String Strategies Flashcards
Reverse Words in a Sentence
Reverse the order of words in a given sentence(an array of characters). Here are a few examples:
“Hello World” -> “World Hello”
“The quick brown fox jumped over the lazy dog.” -> “dog. lazy the over jumped fox brown quick The”
Runtime Complexity: Linear, O(n). Position of all the elements in the sentence is changed.
Memory Complexity: Constant, O(1).
The solution reverses every word in-place i.e. it does not require any extra space.
Here is how the solution works.
- Reverse the string.
- Traverse the string and reverse each word in place.
Let’s apply this solution to our example: “The quick brown fox jumped over the lazy dog.”.
- Reverse the string “.god yzal eht revo depmuj xof nworb kciuq ehT”
- Reverse each word in-place “dog. lazy the over jumped fox brown quick The”
Remove Duplicates
Given a string that contains duplicate occurrences of characters, remove the duplicate occurrences.
For example, if the input string is “abbabcddbabcdeedebc”, after removing duplicates it should become “abcde”.

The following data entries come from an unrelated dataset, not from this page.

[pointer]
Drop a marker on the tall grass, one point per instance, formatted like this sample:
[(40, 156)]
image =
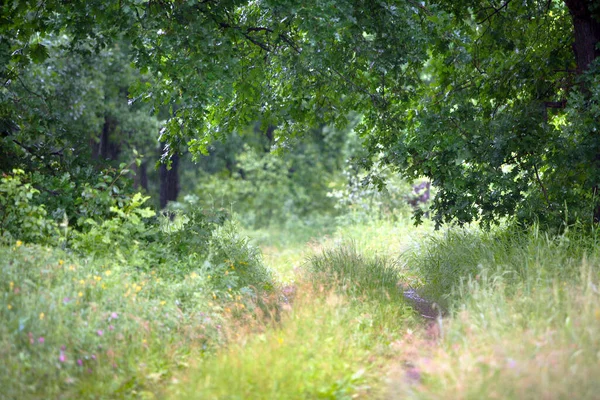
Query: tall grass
[(524, 316), (332, 342)]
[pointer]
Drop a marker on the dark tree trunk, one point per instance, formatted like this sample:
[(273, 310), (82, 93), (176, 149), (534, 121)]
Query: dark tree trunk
[(105, 149), (586, 32), (141, 176), (169, 181)]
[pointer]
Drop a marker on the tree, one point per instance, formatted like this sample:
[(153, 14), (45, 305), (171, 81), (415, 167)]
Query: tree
[(489, 99)]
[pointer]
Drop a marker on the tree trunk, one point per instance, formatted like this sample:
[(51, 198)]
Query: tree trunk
[(169, 181), (105, 149), (586, 32), (140, 179)]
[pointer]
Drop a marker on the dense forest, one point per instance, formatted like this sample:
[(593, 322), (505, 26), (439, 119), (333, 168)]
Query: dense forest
[(275, 199)]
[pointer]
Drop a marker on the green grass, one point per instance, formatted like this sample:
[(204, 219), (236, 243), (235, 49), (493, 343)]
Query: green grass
[(333, 341), (523, 321), (524, 316), (74, 327)]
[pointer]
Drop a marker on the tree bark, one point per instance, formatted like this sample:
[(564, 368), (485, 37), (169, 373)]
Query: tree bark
[(140, 179), (586, 33), (169, 180)]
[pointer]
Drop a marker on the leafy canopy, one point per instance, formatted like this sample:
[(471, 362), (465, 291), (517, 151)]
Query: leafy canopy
[(455, 91)]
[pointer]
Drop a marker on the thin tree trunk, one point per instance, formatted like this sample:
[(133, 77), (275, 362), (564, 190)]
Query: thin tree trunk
[(169, 181), (586, 34)]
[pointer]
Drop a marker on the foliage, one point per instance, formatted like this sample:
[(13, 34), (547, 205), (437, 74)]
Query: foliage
[(20, 216), (523, 318)]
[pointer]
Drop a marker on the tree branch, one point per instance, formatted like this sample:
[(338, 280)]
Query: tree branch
[(496, 11)]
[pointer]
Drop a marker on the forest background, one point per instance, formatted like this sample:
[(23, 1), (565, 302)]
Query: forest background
[(174, 158)]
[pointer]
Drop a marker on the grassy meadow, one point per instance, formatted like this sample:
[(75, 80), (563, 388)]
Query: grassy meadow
[(522, 320)]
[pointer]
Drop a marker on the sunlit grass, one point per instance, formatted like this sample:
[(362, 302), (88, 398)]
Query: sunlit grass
[(524, 321), (331, 342)]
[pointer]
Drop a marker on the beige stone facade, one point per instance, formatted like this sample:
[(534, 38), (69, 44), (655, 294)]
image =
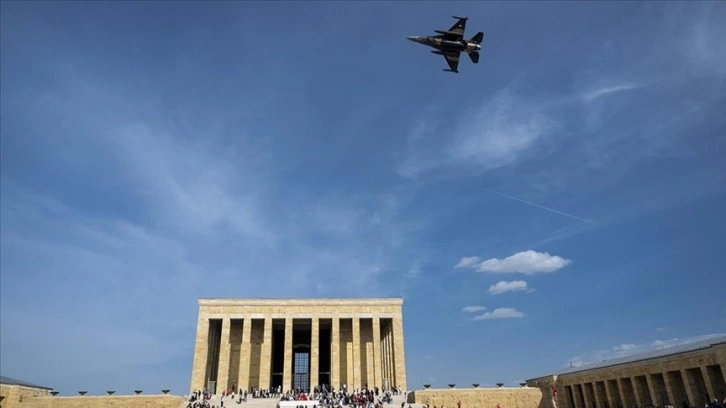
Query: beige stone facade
[(13, 392), (299, 343), (691, 374), (113, 401), (525, 397)]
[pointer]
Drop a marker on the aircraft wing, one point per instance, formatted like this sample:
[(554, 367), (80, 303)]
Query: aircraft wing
[(453, 61)]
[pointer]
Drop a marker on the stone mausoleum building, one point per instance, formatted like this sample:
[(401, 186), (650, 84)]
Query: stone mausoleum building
[(691, 373), (299, 344)]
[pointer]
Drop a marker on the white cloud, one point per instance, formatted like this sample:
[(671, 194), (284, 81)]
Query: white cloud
[(511, 286), (607, 90), (500, 313), (473, 309), (495, 135), (467, 262), (628, 349), (527, 262)]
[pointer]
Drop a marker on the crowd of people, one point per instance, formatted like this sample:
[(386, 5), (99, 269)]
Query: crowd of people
[(325, 396)]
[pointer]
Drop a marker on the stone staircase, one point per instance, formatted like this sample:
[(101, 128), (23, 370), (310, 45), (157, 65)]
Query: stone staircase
[(272, 402)]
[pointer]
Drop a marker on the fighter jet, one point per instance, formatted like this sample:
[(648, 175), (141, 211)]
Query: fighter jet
[(451, 44)]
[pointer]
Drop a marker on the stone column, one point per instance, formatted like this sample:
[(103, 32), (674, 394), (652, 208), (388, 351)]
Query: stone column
[(266, 358), (637, 392), (669, 389), (623, 395), (224, 346), (201, 348), (654, 397), (377, 372), (709, 384), (612, 400), (586, 395), (335, 354), (578, 394), (244, 355), (314, 352), (399, 358), (388, 357), (687, 385), (287, 364), (598, 398), (356, 383)]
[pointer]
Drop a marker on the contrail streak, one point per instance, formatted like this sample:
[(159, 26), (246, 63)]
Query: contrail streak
[(530, 203)]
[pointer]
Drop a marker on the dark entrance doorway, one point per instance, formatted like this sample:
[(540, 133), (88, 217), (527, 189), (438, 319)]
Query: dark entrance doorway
[(301, 378)]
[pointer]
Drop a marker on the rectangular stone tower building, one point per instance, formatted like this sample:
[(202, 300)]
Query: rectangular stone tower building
[(299, 344)]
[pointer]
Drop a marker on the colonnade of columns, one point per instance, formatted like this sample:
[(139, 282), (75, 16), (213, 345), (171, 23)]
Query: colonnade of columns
[(233, 352), (693, 385)]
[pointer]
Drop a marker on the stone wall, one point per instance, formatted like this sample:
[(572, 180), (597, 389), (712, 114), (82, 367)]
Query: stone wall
[(524, 397), (113, 401), (12, 395)]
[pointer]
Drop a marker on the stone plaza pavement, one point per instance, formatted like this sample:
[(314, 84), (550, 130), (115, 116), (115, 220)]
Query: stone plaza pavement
[(272, 403)]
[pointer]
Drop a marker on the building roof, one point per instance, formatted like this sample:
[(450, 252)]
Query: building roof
[(12, 381), (695, 345), (297, 301)]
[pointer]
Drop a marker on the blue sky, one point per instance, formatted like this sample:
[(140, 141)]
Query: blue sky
[(156, 153)]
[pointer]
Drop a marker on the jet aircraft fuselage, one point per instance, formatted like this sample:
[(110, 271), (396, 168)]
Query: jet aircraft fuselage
[(444, 45), (451, 43)]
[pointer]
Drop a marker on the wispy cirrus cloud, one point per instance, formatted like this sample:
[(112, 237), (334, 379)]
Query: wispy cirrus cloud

Runtime Complexity: Linear O(n).
Memory Complexity: Linear, O(n).
In this solution, we’ll keep two pointers, or indices one for current reading position and one for the current writing position. Whenever we encounter the first occurrence of a character, we add it to the HashSet. Any character already existing in the HashSet is skipped on any subsequent occurrence. Below is an overview of the algorithm.
read_pos = 0
write_pos = 0
for each character ‘c’ in str
if ‘c’ not found in hashset
add ‘c’ to hashset
str[write_pos] = str[read_pos]
write_pos++
read_pos++
Let’s go through this step-by-step.
Remove White Spaces
Given a null terminated string, remove any white spaces (tabs or spaces). For example:
All greek to me.
After removing the white spaces, the string should look like this:
Allgreektome.
Runtime Complexity: Linear, O(n).
Memory Complexity: Constant, O(1).
This problem can be solved with two pointers. Here is an overview.
read_ptr and write_ptr initialized to start of string, str[0]
With the read_ptr, iterate over the input string reading one character at a time.
While moving read_ptr towards the end of the array:
if read_ptr points to a white space, skip
if read_ptr points to any other character, write that to write_ptr and increment the write_ptr.
Terminate the loop when the read_ptr reaches the end of the string.
At this point, the write_ptr will point to the string with all white spaces removed.
String Segmentation
We are given a dictionary of words and a large input string. We have to find out whether the input string can be completely segmented into the words of a given dictionary.
Polynomial, O(n2) runtime. Memory Complexity is O(n2), because we create a substring on each recursion call. Creating a substring can be avoided if we pass indices.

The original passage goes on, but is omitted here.